Mutmaßliche Postenschieberei. Im Frühjahr des vergangenen Jahres wurde Sobotka für seine Partei einmal mehr zur Belastung. Nur wenige Wochen bevor sich ein parlamentarischer Untersuchungsausschuss unter Sobotkas Vorsitz mit sämtlichen Korruptionsvorwürfen gegen die ÖVP beschäftigen sollte, tauchten inkriminierende Chats aus der schwarzen Sphäre auf.
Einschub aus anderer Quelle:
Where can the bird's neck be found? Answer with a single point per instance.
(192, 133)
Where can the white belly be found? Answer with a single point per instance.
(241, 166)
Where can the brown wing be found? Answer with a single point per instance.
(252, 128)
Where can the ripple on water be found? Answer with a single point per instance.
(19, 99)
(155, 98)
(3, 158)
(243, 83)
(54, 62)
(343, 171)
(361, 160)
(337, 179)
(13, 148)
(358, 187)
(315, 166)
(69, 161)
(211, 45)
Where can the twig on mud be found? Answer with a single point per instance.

Geschrieben wurden sie auf dem Smartphone von Michael Kloibmüller, Sobotkas ehemaligem Kabinettschef aus dessen Zeit als Innenminister.
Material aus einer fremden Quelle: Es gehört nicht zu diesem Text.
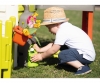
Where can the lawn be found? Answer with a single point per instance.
(48, 67)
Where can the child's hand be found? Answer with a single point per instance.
(36, 47)
(36, 57)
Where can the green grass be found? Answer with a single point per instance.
(48, 67)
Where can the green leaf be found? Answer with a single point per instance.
(32, 30)
(37, 40)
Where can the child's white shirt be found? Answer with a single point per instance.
(74, 37)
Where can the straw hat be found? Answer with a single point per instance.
(54, 15)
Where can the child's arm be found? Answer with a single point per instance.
(43, 49)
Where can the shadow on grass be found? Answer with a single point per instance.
(52, 61)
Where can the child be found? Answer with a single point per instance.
(80, 52)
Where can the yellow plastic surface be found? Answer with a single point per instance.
(6, 60)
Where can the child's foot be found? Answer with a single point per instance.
(83, 70)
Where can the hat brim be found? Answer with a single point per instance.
(46, 23)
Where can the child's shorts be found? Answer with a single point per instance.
(71, 54)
Und diese Chats legen nahe, dass man in Sobotkas ehemaligem Ressort sehr darauf bedacht gewesen sein dürfte, dass im Polizeibetrieb nur jene aufsteigen, die das richtige Parteibuch besitzen. So zeigte sich eine Referentin gegenüber Kloibmüller sogar beunruhigt darüber, dass am Server des Kabinetts eine Liste aufgelegen sei, die "Interventionen" heiße und diese auch mit Stand anführe. Im U-Ausschuss dazu befragt, spielte Sobotka das Thema herunter und meinte, es sei auf der Liste bloß um "Bürgeranfragen" gegangen. Die Wirtschafts- und Korruptionsstaatsanwaltschaft (WKStA) sieht das nicht so locker. Sie ermittelt deshalb seit März 2022 wegen des Verdachts des Amtsmissbrauchs gegen Sobotka, der weiterhin seine Unschuld betont.

Das Alois-Mock-Institut. In die Schlagzeilen geriet das Institut durch Heinz-Christian Strache. Der damalige FPÖ-Chef sagte im Sommer 2017 auf Ibiza bekanntlich "Novomatic zahlt alle". Und der Glücksspielkonzern inserierte eben auch im Report der früheren Denkfabrik, die Sobotka damals geleitet hatte. Ebenso traf sich Sobotka 2019 zweimal mit Vertretern der Novomatic. Das rückte den Nationalratspräsidenten in ein schiefes Licht. Sobotka ließ sich aber schon damals nicht beirren und führten den Vorsitz im U-Ausschuss weiter aus.

Sobotka
Das einst von Sobotka geleitete Mock-Institut, in dessen Magazin die Glücksspielfirma Novomatic kräftig inserierte, gibt es mittlerweile nicht mehr.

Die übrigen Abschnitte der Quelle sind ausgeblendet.